The disease laxatives The so-called “disease laxatives” is determined, in fact, intensive and prolonged use of these drugs, usually for a phobic attitude, as we shall see, against constipation or an obsessive desire to lose weight, in which case they are often taken together, including diuretics.
The purges have certainly represented, in the history of ‘man, one of the oldest therapies and even today remains the most frequent mode of self-medication, despite the damage that can sometimes lead and whom we shall in this brief note, which is educational and informative at the same time.
But because we own the copyright for establishing a truly morbid event it is necessary that the ingestion of laxatives, cathartic or purgative (depending on the intensity of the effect) is consistent, continuous and prolonged and not only refers to a regular intake of doses in time effective of this or that drug.
The disease laxatives, understood in that sense, it is found almost exclusively in females, and may reflect in some cases a phobic – obsessive (and often compulsive), who intends to oppose an endogenous neurotic anxiety.
What are the most frequently incriminated laxatives? Generally, the phenolphthalein, the anthraquinone plant (senna) or synthesized and saline laxatives, while never in question, as determinants of disease, mucilage, mineral oils and disaccharides such as lactulose.
The pathophysiology (ie the mechanism of action) of laxatives is not yet fully known and we can only say that laxatives “contact” would act on the nervous plexuses of the intestinal wall, increasing peristalsis and the transit speed, initially, and subsequent progression to colonic atony. In the case of saline laxatives, which act to osmotic effect, this would generate a potassium and sodium depletion and hypovolemia with secondary hyperaldosteronism, which would aggravate ulteriormrnte potassium losses. In conclusion we can say that the picture would be a common exudative enteropathy, interesting small intestine and colon, with abnormal permeability of the digestive mucosa, with absorption of toxins from the colon lumen and a ‘significant hypoproteinemia.
The clinical presentation is often variable and polymorphous, represented by diarrhea, abdominal pain, anorexia and vomiting (the latter often caused by the same patient), acute manifestations of hypokalemia (in one third of cases) and amenorrhea frequently.
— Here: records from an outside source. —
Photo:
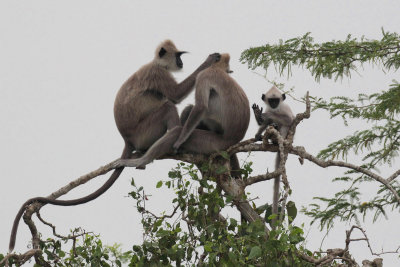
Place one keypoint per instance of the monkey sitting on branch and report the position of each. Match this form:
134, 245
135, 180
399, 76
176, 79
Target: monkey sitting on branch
277, 114
144, 110
218, 120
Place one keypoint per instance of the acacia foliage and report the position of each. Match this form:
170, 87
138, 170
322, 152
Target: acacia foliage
378, 145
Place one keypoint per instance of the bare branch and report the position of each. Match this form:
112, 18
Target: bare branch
300, 151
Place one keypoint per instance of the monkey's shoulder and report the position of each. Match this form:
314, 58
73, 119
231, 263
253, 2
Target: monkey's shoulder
212, 73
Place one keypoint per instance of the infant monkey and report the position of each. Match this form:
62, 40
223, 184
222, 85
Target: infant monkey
278, 114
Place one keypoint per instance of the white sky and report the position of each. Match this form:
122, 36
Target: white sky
62, 63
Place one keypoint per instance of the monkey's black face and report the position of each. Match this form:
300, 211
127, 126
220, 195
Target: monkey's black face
179, 62
273, 102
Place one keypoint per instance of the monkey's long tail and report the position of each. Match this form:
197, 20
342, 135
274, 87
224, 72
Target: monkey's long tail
44, 200
276, 187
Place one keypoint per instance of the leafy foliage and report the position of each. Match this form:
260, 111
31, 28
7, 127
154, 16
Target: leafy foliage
330, 59
378, 144
196, 233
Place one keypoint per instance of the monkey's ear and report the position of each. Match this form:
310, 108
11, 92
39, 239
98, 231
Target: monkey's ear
162, 52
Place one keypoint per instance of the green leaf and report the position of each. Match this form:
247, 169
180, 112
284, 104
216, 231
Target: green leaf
225, 155
255, 252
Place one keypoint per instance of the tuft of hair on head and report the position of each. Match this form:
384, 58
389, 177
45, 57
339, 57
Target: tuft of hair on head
273, 92
166, 46
223, 63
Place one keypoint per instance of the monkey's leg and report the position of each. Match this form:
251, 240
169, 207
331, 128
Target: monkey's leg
162, 147
185, 114
235, 167
206, 142
154, 126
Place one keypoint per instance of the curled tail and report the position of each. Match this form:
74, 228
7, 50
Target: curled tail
73, 202
276, 187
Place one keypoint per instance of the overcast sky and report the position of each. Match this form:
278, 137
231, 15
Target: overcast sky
62, 63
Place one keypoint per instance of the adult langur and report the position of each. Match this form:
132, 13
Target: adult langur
221, 107
144, 110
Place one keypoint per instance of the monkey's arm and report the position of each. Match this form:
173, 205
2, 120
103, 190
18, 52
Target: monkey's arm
197, 113
181, 90
260, 131
280, 119
258, 114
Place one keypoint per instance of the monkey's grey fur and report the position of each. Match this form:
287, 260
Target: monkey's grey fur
221, 106
144, 110
277, 113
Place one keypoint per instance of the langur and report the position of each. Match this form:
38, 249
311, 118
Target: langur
144, 110
279, 115
218, 120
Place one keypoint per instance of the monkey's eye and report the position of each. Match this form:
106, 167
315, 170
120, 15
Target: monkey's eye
273, 102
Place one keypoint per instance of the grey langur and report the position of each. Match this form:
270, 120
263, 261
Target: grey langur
218, 120
144, 110
278, 114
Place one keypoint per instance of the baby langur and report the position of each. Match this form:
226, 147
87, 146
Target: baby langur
278, 114
144, 110
218, 120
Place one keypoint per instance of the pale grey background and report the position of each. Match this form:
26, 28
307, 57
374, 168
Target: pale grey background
62, 62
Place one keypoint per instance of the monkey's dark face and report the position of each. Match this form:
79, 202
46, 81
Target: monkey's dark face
179, 62
273, 102
171, 60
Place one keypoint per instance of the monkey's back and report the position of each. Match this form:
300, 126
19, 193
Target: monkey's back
227, 104
139, 96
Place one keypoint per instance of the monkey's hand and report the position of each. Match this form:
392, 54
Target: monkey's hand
212, 59
176, 146
258, 114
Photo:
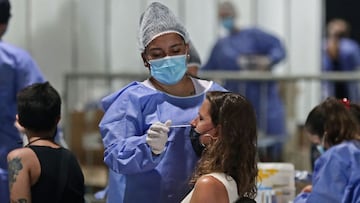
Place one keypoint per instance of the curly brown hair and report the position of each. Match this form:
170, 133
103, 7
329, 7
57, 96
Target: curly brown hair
234, 152
333, 118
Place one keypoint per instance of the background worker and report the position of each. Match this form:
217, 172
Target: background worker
252, 49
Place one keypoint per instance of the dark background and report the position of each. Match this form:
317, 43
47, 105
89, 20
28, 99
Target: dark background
348, 10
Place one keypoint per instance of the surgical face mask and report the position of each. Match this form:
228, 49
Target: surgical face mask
195, 140
228, 23
320, 148
168, 70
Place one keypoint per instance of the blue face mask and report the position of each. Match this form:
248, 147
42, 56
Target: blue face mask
168, 70
228, 23
320, 148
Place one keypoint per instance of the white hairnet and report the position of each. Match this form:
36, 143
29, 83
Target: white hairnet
158, 20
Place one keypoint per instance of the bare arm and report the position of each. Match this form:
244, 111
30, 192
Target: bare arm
210, 190
19, 177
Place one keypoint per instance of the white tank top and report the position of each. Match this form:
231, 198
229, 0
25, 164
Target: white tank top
227, 181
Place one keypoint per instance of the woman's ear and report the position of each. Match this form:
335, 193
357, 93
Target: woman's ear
146, 63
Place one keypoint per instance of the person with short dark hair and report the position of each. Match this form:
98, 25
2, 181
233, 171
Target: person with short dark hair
336, 176
43, 171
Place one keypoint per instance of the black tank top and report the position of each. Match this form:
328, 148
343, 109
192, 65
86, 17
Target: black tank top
47, 186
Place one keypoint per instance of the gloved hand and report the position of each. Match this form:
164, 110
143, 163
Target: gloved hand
157, 136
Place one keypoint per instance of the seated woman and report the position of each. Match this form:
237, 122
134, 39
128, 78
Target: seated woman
227, 169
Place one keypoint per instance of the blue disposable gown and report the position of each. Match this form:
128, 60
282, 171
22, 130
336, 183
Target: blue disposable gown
336, 177
263, 95
136, 175
349, 60
17, 70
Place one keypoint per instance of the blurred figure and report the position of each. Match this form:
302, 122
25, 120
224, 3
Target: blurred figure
145, 124
252, 49
227, 170
43, 171
316, 149
194, 61
340, 53
17, 70
336, 177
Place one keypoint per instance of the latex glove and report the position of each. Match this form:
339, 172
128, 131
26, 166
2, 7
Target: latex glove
157, 136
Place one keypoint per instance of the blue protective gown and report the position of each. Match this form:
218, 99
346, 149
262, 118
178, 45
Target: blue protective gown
136, 175
17, 70
263, 95
349, 60
336, 177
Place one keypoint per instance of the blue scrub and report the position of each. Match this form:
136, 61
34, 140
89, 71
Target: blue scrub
263, 95
136, 175
17, 70
336, 178
348, 60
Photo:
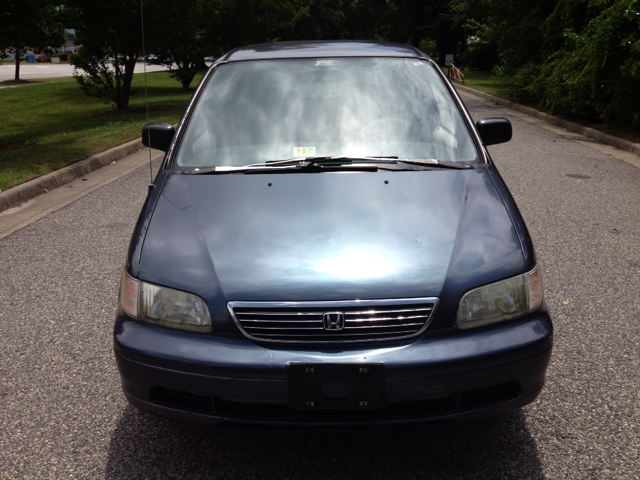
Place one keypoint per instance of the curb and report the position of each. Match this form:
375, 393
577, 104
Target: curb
591, 133
26, 191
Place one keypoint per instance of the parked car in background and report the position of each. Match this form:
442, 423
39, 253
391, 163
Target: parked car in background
328, 242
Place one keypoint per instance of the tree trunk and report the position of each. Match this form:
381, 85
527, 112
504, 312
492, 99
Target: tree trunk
129, 66
17, 76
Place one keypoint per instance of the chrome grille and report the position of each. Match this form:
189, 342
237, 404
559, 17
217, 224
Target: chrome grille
364, 320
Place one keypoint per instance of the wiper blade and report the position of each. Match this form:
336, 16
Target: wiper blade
329, 161
432, 162
336, 160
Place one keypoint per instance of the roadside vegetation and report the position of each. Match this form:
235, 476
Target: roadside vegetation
579, 59
48, 126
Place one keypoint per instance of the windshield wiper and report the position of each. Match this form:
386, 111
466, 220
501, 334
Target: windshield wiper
344, 160
432, 162
310, 162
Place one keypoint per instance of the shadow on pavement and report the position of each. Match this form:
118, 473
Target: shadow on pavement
143, 446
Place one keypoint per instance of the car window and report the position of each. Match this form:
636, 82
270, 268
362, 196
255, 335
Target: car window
270, 110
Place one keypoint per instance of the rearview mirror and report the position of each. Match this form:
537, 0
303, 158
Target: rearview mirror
494, 130
158, 136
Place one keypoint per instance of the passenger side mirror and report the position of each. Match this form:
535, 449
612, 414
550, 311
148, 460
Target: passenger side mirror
158, 136
494, 130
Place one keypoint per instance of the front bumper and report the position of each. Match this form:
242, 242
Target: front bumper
450, 376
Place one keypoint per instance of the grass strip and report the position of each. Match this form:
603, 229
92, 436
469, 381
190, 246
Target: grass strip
484, 82
54, 124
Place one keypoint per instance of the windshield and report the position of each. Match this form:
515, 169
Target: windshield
271, 110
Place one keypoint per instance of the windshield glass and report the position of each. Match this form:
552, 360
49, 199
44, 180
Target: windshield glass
262, 111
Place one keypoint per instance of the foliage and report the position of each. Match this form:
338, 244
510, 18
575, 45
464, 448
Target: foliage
600, 76
179, 44
53, 124
29, 25
119, 39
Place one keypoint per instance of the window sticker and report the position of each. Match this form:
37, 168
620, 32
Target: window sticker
299, 152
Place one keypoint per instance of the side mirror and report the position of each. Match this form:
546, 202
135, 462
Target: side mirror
494, 130
158, 136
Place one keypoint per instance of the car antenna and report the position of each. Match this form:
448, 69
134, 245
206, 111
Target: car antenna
146, 98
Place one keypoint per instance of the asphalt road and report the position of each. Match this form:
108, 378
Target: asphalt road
51, 70
62, 414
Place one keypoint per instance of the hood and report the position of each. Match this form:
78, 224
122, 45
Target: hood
329, 236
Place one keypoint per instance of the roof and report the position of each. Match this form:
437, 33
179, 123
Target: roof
315, 49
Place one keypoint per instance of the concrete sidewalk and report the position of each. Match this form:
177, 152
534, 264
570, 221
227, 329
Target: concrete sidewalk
32, 200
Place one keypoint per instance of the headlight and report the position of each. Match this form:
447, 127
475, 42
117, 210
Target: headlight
163, 306
501, 301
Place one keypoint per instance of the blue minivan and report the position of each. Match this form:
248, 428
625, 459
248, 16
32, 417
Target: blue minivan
328, 242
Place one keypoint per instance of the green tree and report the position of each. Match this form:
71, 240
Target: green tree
29, 25
180, 43
106, 29
597, 72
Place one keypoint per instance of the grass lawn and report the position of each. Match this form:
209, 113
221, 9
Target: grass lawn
482, 81
48, 126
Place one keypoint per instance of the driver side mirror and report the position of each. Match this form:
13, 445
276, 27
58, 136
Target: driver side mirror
494, 130
158, 136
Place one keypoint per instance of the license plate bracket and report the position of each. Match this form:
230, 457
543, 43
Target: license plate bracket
336, 386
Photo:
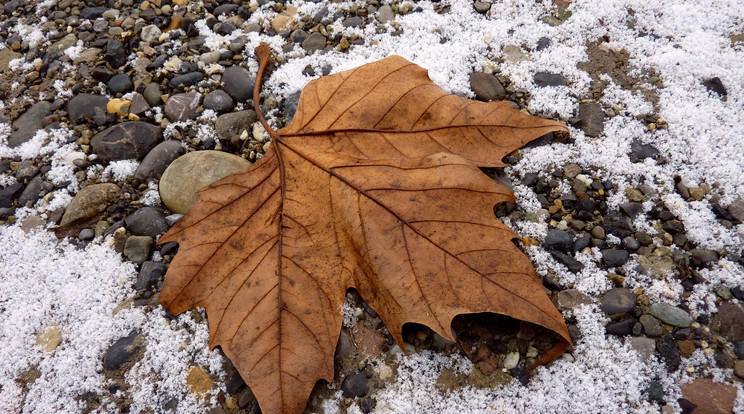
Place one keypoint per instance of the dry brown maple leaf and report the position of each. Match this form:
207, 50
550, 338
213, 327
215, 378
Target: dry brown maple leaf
373, 185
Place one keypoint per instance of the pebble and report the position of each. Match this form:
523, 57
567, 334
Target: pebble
25, 127
126, 140
671, 315
238, 83
192, 171
592, 119
147, 221
120, 83
187, 79
486, 87
543, 79
158, 159
355, 385
137, 248
617, 301
234, 123
181, 106
89, 201
614, 257
121, 351
219, 101
149, 275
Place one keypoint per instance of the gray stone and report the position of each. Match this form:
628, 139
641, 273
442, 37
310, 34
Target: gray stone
592, 119
614, 257
137, 248
486, 87
235, 123
646, 347
182, 105
125, 141
238, 82
385, 14
731, 318
616, 301
543, 79
120, 83
187, 79
85, 105
90, 201
315, 41
149, 275
558, 240
571, 299
219, 101
736, 209
189, 173
147, 221
671, 315
651, 326
158, 159
25, 127
153, 94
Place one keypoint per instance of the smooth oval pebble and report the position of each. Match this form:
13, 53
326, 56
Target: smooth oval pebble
192, 171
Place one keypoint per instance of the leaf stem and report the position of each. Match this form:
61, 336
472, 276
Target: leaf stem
263, 54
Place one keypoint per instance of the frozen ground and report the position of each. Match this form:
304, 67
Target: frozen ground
80, 294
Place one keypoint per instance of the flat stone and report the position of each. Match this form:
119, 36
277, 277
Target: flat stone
147, 221
158, 159
315, 41
125, 141
558, 240
671, 315
486, 87
26, 126
182, 105
137, 248
192, 171
571, 299
85, 105
238, 83
592, 119
219, 101
90, 201
617, 301
731, 318
234, 123
710, 397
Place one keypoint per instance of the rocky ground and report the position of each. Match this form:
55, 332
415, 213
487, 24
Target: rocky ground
114, 112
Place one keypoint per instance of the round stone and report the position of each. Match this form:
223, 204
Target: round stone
195, 170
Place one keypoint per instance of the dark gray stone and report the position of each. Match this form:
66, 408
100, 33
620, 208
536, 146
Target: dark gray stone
219, 101
147, 221
187, 79
181, 106
120, 352
486, 87
158, 159
127, 140
558, 240
25, 127
315, 41
355, 385
85, 105
614, 257
149, 275
543, 79
235, 123
120, 83
238, 82
616, 301
592, 119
Endoscopic examination may show melanosis rettocolica is due to absorption regular anthraquinone.
Regarding the diagnosis, such a morbid form must always be taken into consideration when you are faced with a still young woman with chronic watery diarrhea with signs of hypokalemia and ECG examination, which is confirmed by laboratory ( elettrolitemia).
Since most of the time taking laxatives is denied by the patient, to get diagnostic ascertainment is necessary to search (and possibly get to the identification) of the same substances in the stool, as you can get with the phenolphthalein and the sulfate magnesium or their metabolites in the urine, in the case instead of anthraquinone. Another data confirmation may be provided endoscopic examination (colonoscopy) and biopsy of a chronic melanosis of the colon, always in the case of an intake of anthraquinone laxatives. All ‘X-ray (barium enema) are known and a loss of haustrazioni irregularities of caliber of the colon, the ileocecal valve gaping and the disappearance of the mucosal relief.
The therapy is based on the correction of electrolyte imbalances, and of ‘any state of malnutrition. Of course, should always be reset to the treatment of constipation, if present. You do not always have good results and should often benefit from the assistance of a psychiatrist.